Yılmaz, arıların ölmesine müsaade etmeyeceklerini, konuyla ilgili mücadelelerinin devam edeceğinin altını çizdi. Yılmaz, Çevre ve Orman Bakanlığı ile başlattıkları bal ormanları projesi hakkında da bilgi verdi. Bu projeyi özenli bir şekilde devam ettirdiklerini anlatan Bahri Yılmaz, proje kapsamında Ege ve Akdeniz bölgelerindeki çam ormanlarının envanterini çıkardıklarını aktardı. Bakanlığın ormanları arıcılara açmasından da büyük memnuniyet duyduklarını dile getiren Birlik Başkanı, "Arıcılar artık para vermeden ormanda konaklayacak. Ormana zarar vermemek koşuluyla, ormanlardan sonuna kadar yararlanacağız. Ormanları da zenginleştireceğiz." ifadelerini kullandı. Bahri Yılmaz, yurtdışından 21 ton arı sütü ile 200 ton polen ithal edildiği bilgisini verirken arıcılardan polen ve arı sütü üretimine ağırlık vermelerini istedi.
GLİKOZ ŞURUBUNU BAL DİYE SATIYORLAR
Sahte bal olaylarına da değinen Birlik Başkanı Bahri Yılmaz, şunları kaydetti: "Arıcıların bir başka sorun da glikoz şurubunu bal diye satılması. Bu şekilde TSK'ya satılan 700 bin paket balı ihbar ederek toplatılmasını sağladık. Bunu yapmaya devam edeceğiz. Bizim hedefimiz sofradan kavanoza kadar balı izlenebilir bir ürün haline getirmek."
ANTALYA ÜÇ MEVSİM BAL ALINABİLEN ENDER BÖLGELERDEN BİRİ
Antalya Arı Yetiştiricileri Birliği (AYBİR) Başkanı Hasan Yavuz ise Antalya'nın zengin flora yapısıyla arıcılık için önemli bir konuma sahip olduğunu belirtti.
Özellikle narenciye bölgesi olması nedeniyle ilkbaharda kaliteli bal üretimi gerçekleştiğine işaret eden Yavuz, Antalya'nın arıları kışlatma bakımından da Türkiye'nin en uygun iklimine sahip olduğunu dile getirdi.

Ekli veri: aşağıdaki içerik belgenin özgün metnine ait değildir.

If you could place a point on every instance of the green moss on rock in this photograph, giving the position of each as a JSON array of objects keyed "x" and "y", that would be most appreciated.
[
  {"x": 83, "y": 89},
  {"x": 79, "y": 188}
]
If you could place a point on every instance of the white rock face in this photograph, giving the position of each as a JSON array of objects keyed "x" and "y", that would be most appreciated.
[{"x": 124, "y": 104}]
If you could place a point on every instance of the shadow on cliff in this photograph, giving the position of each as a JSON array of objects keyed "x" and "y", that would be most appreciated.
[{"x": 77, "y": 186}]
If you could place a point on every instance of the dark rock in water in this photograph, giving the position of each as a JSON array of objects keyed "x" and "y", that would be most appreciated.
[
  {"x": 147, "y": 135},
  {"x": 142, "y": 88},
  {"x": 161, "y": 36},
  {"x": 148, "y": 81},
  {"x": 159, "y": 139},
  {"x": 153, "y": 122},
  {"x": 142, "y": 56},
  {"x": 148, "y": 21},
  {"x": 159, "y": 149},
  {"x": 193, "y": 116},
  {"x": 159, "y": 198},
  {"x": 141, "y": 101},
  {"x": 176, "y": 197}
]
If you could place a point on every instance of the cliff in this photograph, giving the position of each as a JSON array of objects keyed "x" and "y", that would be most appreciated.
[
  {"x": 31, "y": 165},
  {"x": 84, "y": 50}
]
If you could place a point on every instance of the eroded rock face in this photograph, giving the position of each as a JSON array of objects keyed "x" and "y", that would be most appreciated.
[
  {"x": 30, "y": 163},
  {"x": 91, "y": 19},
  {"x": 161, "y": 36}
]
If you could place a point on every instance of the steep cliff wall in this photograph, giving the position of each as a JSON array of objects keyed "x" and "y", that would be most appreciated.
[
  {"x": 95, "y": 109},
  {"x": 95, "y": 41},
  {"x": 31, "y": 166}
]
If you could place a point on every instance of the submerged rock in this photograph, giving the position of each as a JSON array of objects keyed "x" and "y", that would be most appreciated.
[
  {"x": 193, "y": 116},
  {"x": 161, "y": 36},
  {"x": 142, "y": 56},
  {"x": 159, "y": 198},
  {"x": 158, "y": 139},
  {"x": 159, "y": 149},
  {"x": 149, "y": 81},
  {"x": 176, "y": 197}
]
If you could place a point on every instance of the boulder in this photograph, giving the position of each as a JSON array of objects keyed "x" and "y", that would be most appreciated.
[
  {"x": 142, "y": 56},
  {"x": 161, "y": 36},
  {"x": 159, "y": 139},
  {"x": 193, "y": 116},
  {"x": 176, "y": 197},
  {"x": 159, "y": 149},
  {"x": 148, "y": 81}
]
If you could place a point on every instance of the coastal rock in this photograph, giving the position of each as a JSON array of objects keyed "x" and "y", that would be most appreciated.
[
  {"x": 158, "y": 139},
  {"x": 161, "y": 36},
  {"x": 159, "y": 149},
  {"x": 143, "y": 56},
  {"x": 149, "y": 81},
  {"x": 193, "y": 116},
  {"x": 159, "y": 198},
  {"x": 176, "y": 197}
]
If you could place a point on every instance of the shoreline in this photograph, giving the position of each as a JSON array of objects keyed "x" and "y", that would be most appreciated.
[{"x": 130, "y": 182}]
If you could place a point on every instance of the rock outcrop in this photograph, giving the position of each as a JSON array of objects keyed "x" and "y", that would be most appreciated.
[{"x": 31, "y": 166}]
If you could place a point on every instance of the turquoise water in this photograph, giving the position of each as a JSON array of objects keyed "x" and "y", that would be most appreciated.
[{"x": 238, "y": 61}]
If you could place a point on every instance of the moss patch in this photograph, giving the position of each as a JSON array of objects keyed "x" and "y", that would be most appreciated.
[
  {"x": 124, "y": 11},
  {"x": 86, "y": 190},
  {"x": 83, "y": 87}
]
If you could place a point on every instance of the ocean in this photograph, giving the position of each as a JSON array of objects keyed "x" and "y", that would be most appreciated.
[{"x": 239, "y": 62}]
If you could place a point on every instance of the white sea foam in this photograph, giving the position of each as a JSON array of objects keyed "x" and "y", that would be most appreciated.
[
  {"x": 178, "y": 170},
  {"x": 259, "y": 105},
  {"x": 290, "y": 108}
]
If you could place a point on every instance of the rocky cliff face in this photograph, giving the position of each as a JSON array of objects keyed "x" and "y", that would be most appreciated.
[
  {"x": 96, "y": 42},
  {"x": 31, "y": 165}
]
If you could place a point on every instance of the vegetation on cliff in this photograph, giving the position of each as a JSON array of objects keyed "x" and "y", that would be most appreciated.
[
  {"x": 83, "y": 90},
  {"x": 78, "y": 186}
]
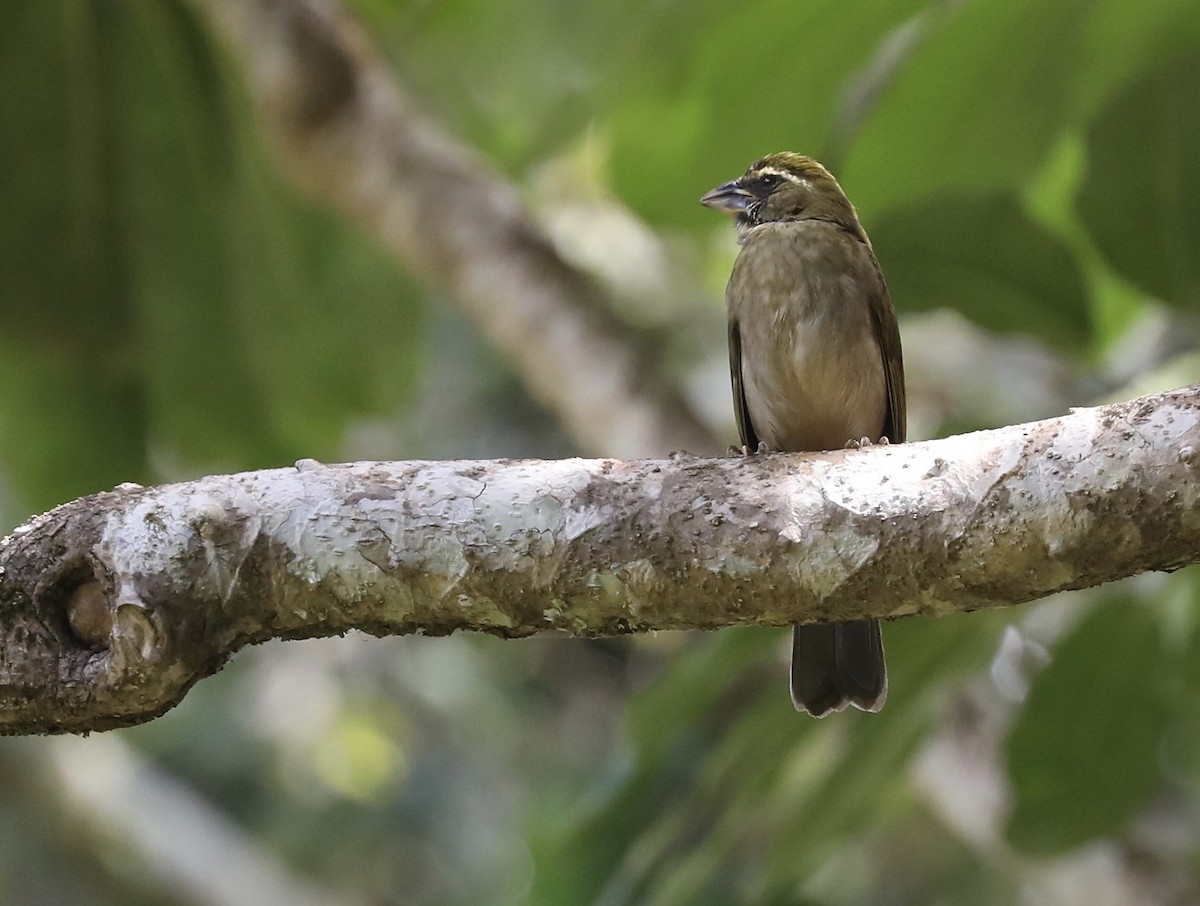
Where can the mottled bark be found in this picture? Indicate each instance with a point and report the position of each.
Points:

Yavuz, "Hayvancılığın desteklenmesi kapsamında bu yıl 1135 üyemiz toplamda 714 bin TL destekleme ödemesinden faydalandı. Arıcılık Kayıt Sistemi'ne göre Antalya Arı Yetiştiricileri Birliği üye sayısı ve kayıtlı 172 bin koloni varlığı ile Türkiye'de dördündü sırada bulunuyor." bilgilerini verdi.
ARICILIK DESTEĞİ 7 LİRAYA ÇIKTI
Tarım İl Müdürü Bedrullah Erçin, dünyadaki ballı bitkilerin yüzde 70'inin Türkiye'de bulunduğunu kaydederek, "Bunu değerlendiremiyoruz. Dünyadaki 63,5 milyon kovan varlığının 5,5 milyonu Türkiye'de. Kovan varlığı olarak dünyada ikinciyiz, fakat üretim olarak aynı seviyede değiliz. Bunun en önemli nedenlerinden birisi profesyonelleşme eksikliği. Ayrıca işletmelerimiz küçük. Ana arı kullanımının henüz istenilen seviyeye gelmedi." şeklinde konuştu. Erçin, 2010 yılında kovan başı desteğin 7 liraya çıktığını, arıcılığa toplamda 25 milyon lira destek verildiğini aktardı.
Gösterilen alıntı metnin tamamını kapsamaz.